L’enfant comprend que cette image est une image et qu’en plus elle le représente. Il
comprend aussi cela des autres images. Le bébé jubile en se découvrant dans le miroir,
s’amuse, éclate de rire. Pour la première fois, il va se vivre, va se penser en tant qu’individu.
Il acquiert le « je » vers l’âge de 2 ans. Le sentiment d’existence passe par l’image, par la
médiation du corps.
La formation du symbole: Le symbole vient toujours en lieu et place d'un objet manquant.
6- Formation du symbole :
D’un point de vue psychanalytique, « la formation du symbole est une activité du Moi,
cherchant à élaborer les angoisses nées de la relation du Moi avec l’objet » (Hanna Segal).
Le symbole vient toujours en lieu et place d’un objet manquant. Il ne peut jouer son rôle
compensateur pleinement qu’avec l’avènement de l’aptitude psychique du sujet à surmonter le
deuil ou la perte.
- Pour D. Winnicott et A. Freud : le rôle de la frustration rentre aussi en ligne de compte dans
la mise en place de la symbolisation. Pour eux, le recours aux objets transitionnels constitue
la première manifestation de l’aptitude de l’enfant à symboliser puisque ces objets
transitionnels représentent en partie la fonction maternante, servent de défense envers
l’angoisse de séparation et reçoivent symboliquement la projection de toute l’ambivalence
de l’enfant.
1- Généralités :
Dans la déclaration des droits de l’enfant, le jeu est définit comme un droit au même titre que
le « non-travail ». Il est donné au jeu une place spécifique dans l’éducation.
Les comportements qualifiés de ludique ne sont pas limités à l’espèce humaine. Ils sont plus
fréquents chez les animaux jeunes que chez les vieux. Des activités gratuites, chez l’animal,
apparaissent comme une préparation, une mise en place de conduites qui chez l’adulte sont
nécessaire à la survie. Le jeu serait donc une préparation à vide servant des fonctions de
l’espèce.
L’activité ludique est une mise en ordre d’activités spontanées, organisées selon un système
que l’enfant se propose à lui-même.
Il existe dans le jeu une simultanéité entre liberté et règle ainsi qu’entre plaisir et règle.

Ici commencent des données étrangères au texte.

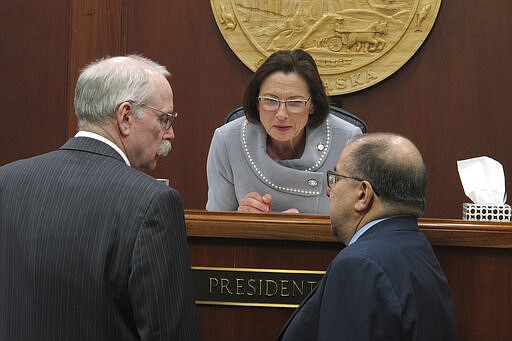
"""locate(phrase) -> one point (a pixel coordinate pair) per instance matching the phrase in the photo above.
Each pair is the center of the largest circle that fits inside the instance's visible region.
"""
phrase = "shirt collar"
(95, 136)
(365, 228)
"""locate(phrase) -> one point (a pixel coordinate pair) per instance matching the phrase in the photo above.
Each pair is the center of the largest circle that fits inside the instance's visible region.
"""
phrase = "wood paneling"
(476, 258)
(96, 32)
(34, 56)
(451, 98)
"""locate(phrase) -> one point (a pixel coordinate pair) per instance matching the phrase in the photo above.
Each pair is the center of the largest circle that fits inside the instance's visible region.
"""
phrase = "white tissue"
(483, 180)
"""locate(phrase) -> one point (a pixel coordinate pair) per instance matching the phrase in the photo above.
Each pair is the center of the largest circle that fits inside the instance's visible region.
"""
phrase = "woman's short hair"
(289, 61)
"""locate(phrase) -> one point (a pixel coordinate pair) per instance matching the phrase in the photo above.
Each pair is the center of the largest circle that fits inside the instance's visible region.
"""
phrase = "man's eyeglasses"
(166, 119)
(333, 178)
(294, 106)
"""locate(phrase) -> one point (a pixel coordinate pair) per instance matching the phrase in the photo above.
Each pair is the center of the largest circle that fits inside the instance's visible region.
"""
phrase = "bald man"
(386, 284)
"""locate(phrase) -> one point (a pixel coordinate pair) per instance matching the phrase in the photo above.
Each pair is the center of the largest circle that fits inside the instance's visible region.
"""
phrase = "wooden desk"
(476, 257)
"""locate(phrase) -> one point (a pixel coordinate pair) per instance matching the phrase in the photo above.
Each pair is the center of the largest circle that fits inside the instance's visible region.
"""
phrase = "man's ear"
(365, 197)
(125, 118)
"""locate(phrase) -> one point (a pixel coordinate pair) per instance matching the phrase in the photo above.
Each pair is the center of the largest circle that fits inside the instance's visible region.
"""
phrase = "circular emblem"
(355, 43)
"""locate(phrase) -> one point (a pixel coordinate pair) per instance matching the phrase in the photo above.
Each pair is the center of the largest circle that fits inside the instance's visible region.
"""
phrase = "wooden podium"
(476, 257)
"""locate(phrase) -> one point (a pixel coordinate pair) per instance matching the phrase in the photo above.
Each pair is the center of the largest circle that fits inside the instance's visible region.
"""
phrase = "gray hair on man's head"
(108, 82)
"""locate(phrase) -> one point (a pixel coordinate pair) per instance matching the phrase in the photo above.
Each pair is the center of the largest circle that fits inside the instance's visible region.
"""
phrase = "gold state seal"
(356, 43)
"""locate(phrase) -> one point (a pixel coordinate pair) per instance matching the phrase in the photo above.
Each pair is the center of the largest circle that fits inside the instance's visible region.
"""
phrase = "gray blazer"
(238, 163)
(91, 249)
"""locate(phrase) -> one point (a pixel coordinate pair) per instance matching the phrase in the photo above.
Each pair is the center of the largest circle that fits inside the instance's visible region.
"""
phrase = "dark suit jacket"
(388, 285)
(91, 249)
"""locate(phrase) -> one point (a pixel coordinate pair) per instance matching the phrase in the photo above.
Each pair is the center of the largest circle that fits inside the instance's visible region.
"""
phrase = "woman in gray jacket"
(275, 157)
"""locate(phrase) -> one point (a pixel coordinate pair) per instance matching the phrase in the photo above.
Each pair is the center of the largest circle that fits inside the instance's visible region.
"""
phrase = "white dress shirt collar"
(95, 136)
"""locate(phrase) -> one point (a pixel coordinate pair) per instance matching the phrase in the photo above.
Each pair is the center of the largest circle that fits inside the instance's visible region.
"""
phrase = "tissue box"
(486, 212)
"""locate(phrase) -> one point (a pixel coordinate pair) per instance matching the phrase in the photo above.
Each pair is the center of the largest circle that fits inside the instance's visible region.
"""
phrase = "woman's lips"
(282, 128)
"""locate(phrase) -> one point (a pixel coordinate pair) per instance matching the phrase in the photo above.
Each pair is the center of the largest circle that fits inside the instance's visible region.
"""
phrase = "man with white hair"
(91, 247)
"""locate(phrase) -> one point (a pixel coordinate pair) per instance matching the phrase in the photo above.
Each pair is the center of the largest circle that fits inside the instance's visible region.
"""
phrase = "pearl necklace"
(259, 173)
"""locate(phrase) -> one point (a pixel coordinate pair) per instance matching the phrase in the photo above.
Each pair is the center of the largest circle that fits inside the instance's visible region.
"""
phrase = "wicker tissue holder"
(486, 212)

Dans le jeu, l’enfant utilise une situation, la transforme, lui attribue des significations qui lui
sont propres. Il essaye de contrôler la réalité, se donne l’illusion de contrôler la situation
quand il en est dépossédé.
Le jeu se suffit à lui-même. C’est une activité spontanée source de plaisir.
Quand on observe un enfant en situation de jeu, il a l’air sérieux. Et pourtant quand l’adulte va
l’interroger, il répondra : « je jouais ». Le jeu se définit à travers le plaisir de l’autorégulation,
la règle librement consentie et il ne relève pas d’obligation sociale.

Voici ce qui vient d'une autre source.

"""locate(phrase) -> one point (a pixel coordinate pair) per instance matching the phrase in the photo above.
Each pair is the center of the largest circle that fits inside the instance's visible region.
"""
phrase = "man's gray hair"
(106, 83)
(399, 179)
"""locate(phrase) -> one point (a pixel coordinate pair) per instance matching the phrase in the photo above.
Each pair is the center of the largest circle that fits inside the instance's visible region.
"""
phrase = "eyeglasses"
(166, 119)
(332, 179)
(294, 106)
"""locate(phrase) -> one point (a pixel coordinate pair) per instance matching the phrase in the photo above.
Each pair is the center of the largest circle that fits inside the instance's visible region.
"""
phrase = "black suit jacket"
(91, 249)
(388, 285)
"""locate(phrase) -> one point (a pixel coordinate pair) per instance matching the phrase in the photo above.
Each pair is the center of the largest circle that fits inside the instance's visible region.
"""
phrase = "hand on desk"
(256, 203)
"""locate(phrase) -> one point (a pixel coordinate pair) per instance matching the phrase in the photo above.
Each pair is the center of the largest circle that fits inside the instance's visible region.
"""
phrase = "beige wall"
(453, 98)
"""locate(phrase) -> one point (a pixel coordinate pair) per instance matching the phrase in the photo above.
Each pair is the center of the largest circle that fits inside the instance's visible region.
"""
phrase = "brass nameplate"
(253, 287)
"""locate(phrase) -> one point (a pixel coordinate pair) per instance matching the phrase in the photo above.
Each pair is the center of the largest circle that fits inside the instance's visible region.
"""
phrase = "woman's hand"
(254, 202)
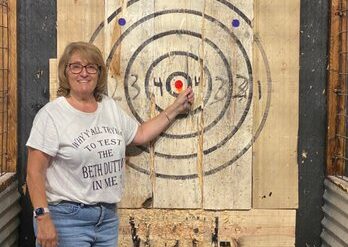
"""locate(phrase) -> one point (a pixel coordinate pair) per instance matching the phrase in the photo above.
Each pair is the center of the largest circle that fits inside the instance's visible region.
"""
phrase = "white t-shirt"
(87, 149)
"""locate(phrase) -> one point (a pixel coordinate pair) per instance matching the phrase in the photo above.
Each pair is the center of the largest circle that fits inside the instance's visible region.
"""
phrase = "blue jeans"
(84, 225)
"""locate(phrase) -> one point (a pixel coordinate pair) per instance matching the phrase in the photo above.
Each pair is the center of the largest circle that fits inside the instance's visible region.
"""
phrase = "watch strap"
(40, 211)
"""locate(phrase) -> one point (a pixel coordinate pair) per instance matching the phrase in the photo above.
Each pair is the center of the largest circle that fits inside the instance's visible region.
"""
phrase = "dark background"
(38, 41)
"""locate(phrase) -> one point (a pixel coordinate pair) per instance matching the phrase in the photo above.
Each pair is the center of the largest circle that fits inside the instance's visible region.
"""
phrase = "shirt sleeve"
(43, 134)
(129, 126)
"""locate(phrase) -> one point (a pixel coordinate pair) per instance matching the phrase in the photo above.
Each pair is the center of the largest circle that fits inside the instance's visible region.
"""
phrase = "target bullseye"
(167, 76)
(179, 85)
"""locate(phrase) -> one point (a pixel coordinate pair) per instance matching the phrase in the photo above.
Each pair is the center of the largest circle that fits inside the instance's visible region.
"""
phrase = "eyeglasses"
(76, 68)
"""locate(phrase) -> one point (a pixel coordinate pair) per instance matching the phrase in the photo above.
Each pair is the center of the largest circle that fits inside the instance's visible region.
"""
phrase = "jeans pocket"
(66, 209)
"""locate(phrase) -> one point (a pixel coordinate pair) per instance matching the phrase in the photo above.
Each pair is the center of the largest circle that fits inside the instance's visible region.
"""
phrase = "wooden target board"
(155, 49)
(236, 148)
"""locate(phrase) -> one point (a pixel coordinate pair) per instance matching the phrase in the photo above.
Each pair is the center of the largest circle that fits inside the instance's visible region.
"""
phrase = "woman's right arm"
(38, 163)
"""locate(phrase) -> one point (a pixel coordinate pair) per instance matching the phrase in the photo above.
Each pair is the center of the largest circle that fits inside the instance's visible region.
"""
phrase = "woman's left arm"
(150, 129)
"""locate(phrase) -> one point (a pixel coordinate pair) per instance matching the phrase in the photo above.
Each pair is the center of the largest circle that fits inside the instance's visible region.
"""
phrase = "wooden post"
(336, 90)
(12, 88)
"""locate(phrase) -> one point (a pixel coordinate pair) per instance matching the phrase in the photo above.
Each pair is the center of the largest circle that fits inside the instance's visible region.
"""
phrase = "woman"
(76, 153)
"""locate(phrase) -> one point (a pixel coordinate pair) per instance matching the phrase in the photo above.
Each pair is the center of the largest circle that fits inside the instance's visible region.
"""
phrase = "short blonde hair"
(93, 55)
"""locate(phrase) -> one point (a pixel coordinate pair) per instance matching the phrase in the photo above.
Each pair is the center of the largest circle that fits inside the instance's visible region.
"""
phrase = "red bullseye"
(178, 85)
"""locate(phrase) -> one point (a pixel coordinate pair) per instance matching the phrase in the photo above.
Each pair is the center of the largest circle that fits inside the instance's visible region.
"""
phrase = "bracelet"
(167, 116)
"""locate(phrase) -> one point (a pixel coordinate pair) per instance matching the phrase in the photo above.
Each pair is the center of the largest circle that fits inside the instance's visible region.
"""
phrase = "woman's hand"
(46, 232)
(184, 101)
(150, 129)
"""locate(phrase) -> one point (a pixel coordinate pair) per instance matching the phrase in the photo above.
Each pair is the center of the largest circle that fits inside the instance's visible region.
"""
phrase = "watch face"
(39, 211)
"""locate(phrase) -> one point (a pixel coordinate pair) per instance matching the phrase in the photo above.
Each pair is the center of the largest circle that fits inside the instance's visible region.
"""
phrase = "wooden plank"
(12, 88)
(336, 146)
(53, 67)
(181, 176)
(139, 185)
(275, 173)
(227, 180)
(335, 123)
(207, 228)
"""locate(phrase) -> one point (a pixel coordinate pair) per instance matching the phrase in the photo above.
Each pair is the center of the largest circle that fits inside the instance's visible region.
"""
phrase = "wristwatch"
(40, 211)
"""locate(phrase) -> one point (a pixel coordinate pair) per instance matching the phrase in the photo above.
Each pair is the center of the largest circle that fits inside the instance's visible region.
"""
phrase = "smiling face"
(82, 84)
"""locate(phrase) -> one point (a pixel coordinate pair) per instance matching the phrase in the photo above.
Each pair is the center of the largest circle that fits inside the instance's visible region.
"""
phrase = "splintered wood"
(206, 228)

La motivation dans le jeu n’est pas contrôlable.
A travers le jeu, l’enfant a des conduites exploratrices. L’environnement doit permettre ces
conduites exploratoires.
L’activité de jeu est commune à tous les humains, quel que soit leur âge, et aux animaux,
tout du moins au mammifères supérieures.
Une certaine liberté est inhérente à l’activité ludique : le jeu ne peut être contraint, sous
peine de perdre son caractère de jeu. C’est sur ce point qu’il diffère des conduites soumises
aux contraintes de la réalité, immédiate ou distanciée.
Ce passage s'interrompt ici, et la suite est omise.